On the 8th July 1932, the Dow Jones Industrial Average – a key indicator of the value of America’s biggest companies – fell to its lowest point during the Great Depression that began with the Wall Street Crash. From its high of 381.17 on September 3rd 1929, the Dow plummeted by almost 90 per cent to 41.22. The last time it had closed that low was in June 1897.
The spectacular collapse of the Dow reflected the issue at the heart of the Great Depression – the panic selling of US stocks that wiped out private investors and many of the companies they had invested in. This had a knock-on effect outside the stock market, where those very companies were forced to lay off workers. In Cleveland, 50 per cent of the city’s workers were unemployed by the end of 1932. The downward economic spiral was eventually reversed, but the Dow itself didn’t return to its 1929 high point until 1954.

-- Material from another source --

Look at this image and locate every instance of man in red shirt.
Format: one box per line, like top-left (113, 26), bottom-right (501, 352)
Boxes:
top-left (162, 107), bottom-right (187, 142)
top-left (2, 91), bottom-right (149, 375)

The response of American President Herbert Hoover to the economic crisis was not viewed favourably by ordinary American people. He gave numerous radio speeches in which he attempted to reassure them that things would improve. Although he never actually said, “prosperity is just around the corner” his speeches suggested it. But things continued to decline and shanty towns, known as Hoovervilles, appeared around the country as people moved from place to place in search of work. Protesting war veterans were attacked by the army. And, with promises of a ‘New Deal’ Franklin D Roosevelt went on to defeat Hoover in the 1932 presidential election.